# taz.de -- US-Truppen in Europa: Eine Warnung an Trump
       
       > Polens Staatschef Andrzej Duda wirbt im Weißen Haus um US-Soldaten. Trump
       > schade mit solchen Plänen der Nato und den USA, warnen dessen
       > Parteifreunde.
       
 (IMG) Bild: Polens Präsident Andrzej Duda war schon einmal auf Trump-Besuch
       
       Der Besuch von Polens Präsident Andrzej Duda bei US-Präsident Donald Trump
       im Weißen Haus sei ein Treffen von Politikern in Not, kommentiert sehr
       treffend die polnische Zeitung Gazeta Wyborcza. Beide müssen sich demnächst
       den WählerInnen ihrer Länder stellen – [1][und um den Sieg bangen].
       
       Polens Regierung möchte sich als guter Partner der USA in der Abwehr des
       Putin’schen Machtstrebens präsentieren, Trump gewährt Duda die Ehre, als
       erster ausländischer Staatschef seit Ausbruch der Coronapandemie im Weißen
       Haus empfangen zu werden.
       
       Polen möchte sich vor allem positiv vom Nachbarland Deutschland absetzen,
       das in Trumps Augen seine Nato-Pflichten undankbar vernachlässige, sich
       aber von US-Truppen beschützen lasse.
       
       Deshalb will Trump Deutschland mit einem [2][teilweisen Truppenabzug]
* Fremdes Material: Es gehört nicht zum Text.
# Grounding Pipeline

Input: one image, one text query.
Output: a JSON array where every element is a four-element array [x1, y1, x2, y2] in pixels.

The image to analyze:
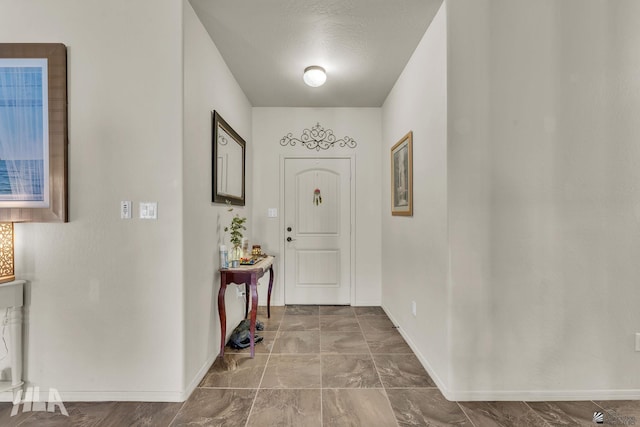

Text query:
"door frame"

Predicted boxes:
[[278, 153, 356, 306]]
       bestrafen. Außer der verbalen Androhung ist bisher nichts Genaues über
       diesen Schritt bekannt. Aber wie bei vielen Bauchentscheidungen des
       US-Präsidenten in der letzten Zeit bekommt Trump Gegenwind aus dem eigenen
       Lager: Sechs republikanische Abgeordnete des Auswärtigen Ausschusses im
       Repräsentantenhaus haben Trump in einem Brief gewarnt, dass ein größerer
       Truppenabzug aus Deutschland die nationale Sicherheit der USA gefährde.
       Putin werde zu Recht an der Einigkeit und der Abwehrbereitschaft der Nato
       zweifeln, wenn Trump versuche, Nato-Verbündete gegeneinander auszuspielen.
       
       Trump sollte diese Warnung ernst nehmen. Die von ihm losgetretene Debatte
       über US-Truppen in Europa ist ein weiteres Glied in einer Kette von
       undurchdachten außenpolitischen Schritten des Präsidenten. Regelmäßig
       sorgen sie selbst in seinem inneren Beraterkreis für Kopfschütteln und
       hektische Bemühungen um Schadensbegrenzung – sein früherer
       Sicherheitsberater John Bolton hat dies gerade in seinem Buch belegt. Da
       ist es auch nur folgerichtig, dass Angela Merkel ihre Zeit nicht mit einem
       transatlantischen Trip [3][zu dem von Trump anberaumten G7-Gipfel] in
       Washington verschwenden will.